DeepSeek Discloses $294,000 Training Cost for R1 Model, Stirring Fresh AI Race Debate

DeepSeek Discloses $294,000 Training Cost for R1 Model, Stirring Fresh AI Race Debate

Chinese AI firm DeepSeek has revealed that it spent just $294,000 training its R1 model, a figure far below the hundreds of millions cited by U.S. rivals, according to a peer-reviewed article in Nature published Wednesday. The disclosure is the first time the Hangzhou-based company has detailed R1’s training costs and is expected to revive discussion over China’s competitiveness in artificial intelligence.

DeepSeek first attracted global attention in January when it announced lower-cost AI systems, an event that shook investor confidence and sent tech stocks sliding amid fears its technology could disrupt the dominance of U.S. players such as Nvidia. Since then, the company and founder Liang Wenfeng have kept a low profile, sharing only limited product updates. Liang is listed as a co-author of the Nature article.

According to the paper, the reasoning-focused R1 model was trained using 512 Nvidia H800 chips over 80 hours, with costs totaling $294,000. Earlier drafts of the article had not included these details. Training large language models generally involves running massive chip clusters for extended periods, which can cost tens or even hundreds of millions. OpenAI CEO Sam Altman said in 2023 that training foundational models had cost “much more” than $100 million, though his company has not disclosed exact figures.

DeepSeek’s statements on its hardware and methods have drawn scrutiny from U.S. officials and companies. While Nvidia has said DeepSeek lawfully used H800 chips designed for the Chinese market, U.S. authorities told Reuters in June that the firm also had access to restricted H100 chips. In supplementary documents, DeepSeek admitted for the first time to owning Nvidia A100 chips, which were used for smaller preparatory experiments before scaling up training on H800s.
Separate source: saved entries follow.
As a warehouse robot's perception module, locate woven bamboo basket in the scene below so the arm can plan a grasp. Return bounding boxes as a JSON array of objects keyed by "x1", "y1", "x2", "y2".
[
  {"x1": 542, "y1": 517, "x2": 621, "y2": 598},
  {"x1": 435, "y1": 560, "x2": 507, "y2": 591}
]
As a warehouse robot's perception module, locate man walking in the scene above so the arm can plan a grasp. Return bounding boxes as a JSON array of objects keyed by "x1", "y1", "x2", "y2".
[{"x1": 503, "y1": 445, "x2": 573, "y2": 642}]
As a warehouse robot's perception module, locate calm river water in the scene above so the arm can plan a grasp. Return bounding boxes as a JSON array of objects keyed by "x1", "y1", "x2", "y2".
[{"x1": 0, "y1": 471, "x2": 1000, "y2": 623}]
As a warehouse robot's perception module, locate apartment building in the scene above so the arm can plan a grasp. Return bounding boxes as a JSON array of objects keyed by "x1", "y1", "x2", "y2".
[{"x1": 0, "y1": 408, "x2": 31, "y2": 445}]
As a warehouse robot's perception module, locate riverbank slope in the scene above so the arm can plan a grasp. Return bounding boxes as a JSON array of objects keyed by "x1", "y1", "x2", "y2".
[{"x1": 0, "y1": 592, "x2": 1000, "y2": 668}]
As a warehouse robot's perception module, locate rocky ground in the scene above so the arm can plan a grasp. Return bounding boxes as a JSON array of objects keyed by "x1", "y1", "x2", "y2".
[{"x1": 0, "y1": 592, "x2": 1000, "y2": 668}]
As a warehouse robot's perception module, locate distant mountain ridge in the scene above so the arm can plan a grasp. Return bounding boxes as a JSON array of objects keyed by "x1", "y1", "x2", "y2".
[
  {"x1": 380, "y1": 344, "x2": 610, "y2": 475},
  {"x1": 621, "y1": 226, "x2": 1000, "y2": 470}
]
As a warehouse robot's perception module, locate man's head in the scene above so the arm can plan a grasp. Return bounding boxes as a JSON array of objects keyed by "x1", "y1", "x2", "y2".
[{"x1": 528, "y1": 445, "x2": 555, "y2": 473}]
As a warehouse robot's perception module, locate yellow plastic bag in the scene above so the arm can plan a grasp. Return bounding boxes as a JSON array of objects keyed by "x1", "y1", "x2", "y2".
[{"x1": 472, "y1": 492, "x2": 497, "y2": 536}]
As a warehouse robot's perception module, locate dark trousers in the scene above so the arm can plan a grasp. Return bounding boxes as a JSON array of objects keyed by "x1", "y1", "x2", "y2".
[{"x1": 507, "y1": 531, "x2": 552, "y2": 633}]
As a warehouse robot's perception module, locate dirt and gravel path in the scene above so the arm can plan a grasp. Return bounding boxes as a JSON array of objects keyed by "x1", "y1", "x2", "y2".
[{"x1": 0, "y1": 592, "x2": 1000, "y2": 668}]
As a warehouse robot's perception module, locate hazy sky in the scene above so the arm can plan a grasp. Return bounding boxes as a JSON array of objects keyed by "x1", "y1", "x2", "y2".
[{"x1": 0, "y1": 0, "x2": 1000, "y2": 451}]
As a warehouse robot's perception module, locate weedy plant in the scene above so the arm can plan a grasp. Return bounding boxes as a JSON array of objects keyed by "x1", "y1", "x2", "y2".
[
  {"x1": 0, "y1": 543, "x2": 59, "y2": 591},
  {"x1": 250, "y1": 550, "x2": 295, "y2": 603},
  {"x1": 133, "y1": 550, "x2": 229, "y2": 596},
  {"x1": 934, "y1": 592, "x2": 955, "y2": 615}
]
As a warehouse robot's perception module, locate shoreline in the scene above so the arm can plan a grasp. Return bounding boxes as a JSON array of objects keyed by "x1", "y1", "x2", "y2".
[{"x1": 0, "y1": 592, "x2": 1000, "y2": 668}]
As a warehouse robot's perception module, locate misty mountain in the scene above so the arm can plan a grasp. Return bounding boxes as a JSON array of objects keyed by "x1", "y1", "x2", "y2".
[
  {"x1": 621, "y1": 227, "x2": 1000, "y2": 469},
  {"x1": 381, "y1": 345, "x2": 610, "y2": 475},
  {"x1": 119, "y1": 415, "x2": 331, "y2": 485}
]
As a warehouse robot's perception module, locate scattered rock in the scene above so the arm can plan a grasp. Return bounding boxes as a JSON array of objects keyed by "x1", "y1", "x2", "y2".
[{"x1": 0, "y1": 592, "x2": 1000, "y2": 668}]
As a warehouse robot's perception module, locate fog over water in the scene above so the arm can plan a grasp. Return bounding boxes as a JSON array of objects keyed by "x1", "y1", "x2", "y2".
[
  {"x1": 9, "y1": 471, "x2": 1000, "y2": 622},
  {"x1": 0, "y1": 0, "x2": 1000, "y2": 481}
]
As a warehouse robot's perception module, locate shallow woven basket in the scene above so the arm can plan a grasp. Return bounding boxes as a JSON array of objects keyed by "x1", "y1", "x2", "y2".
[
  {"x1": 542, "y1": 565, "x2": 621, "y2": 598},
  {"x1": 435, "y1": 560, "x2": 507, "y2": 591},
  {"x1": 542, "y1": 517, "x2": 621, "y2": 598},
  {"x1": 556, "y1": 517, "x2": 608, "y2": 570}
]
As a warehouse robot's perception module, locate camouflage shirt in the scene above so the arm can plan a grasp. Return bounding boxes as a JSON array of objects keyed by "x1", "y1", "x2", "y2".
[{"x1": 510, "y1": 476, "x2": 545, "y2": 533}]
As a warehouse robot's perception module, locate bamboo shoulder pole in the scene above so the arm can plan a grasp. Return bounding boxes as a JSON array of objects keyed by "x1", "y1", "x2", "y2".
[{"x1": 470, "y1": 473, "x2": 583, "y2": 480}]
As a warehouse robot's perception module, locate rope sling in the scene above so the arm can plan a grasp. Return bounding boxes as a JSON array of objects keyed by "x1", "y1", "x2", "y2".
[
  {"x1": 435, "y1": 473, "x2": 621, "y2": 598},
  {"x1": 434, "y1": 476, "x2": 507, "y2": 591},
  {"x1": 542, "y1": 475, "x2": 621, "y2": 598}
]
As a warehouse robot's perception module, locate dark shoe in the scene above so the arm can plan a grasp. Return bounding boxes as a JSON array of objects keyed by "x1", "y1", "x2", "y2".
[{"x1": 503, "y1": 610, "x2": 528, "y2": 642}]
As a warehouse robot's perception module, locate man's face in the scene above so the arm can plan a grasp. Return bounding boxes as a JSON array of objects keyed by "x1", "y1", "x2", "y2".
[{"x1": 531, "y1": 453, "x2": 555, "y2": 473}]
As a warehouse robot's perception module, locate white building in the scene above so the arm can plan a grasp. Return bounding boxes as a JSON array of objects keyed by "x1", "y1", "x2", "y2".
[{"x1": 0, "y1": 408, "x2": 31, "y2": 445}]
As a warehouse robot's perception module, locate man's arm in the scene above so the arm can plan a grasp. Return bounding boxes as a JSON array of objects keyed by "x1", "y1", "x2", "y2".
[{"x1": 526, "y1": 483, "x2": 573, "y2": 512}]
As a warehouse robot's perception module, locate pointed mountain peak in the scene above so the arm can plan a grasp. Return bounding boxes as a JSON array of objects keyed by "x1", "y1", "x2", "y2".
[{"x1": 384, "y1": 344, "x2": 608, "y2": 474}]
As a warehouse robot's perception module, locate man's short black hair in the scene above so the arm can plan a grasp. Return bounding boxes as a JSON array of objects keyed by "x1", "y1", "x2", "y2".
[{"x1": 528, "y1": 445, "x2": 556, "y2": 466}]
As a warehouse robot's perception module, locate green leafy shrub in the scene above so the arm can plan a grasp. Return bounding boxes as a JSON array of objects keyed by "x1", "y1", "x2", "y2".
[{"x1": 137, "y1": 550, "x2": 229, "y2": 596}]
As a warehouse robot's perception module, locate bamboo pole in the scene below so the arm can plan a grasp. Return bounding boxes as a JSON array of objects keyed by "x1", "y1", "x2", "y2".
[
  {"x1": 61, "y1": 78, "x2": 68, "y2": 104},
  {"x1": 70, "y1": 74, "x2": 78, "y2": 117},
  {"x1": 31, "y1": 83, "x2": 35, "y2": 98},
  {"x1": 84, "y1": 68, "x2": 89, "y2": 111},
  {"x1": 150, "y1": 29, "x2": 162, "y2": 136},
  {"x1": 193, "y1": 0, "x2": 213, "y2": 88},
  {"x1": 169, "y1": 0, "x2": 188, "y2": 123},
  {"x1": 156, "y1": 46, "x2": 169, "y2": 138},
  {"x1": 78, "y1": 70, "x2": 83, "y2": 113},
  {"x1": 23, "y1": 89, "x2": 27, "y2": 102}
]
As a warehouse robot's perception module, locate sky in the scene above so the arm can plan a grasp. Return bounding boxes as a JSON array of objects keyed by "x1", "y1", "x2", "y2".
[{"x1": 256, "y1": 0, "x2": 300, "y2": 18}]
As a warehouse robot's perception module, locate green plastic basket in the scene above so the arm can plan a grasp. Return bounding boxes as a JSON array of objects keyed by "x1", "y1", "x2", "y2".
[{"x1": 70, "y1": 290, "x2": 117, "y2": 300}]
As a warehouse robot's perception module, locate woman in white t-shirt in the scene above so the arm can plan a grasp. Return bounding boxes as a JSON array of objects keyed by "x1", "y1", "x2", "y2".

The company also addressed criticism over its reliance on model distillation, a technique in which one AI system learns from another. Some U.S. experts, including a White House adviser, accused DeepSeek of distilling OpenAI’s work. DeepSeek defended the approach, stating that distillation improves efficiency and reduces training costs, enabling broader AI access. “Regarding our research on DeepSeek-R1, we utilized the A100 GPUs to prepare for the experiments with a smaller model,” its researchers wrote.

DeepSeek further acknowledged that data for its V3 model included crawled web content containing “a significant number of OpenAI-model-generated answers”, though it insisted this was incidental rather than intentional. OpenAI did not immediately respond to requests for comment.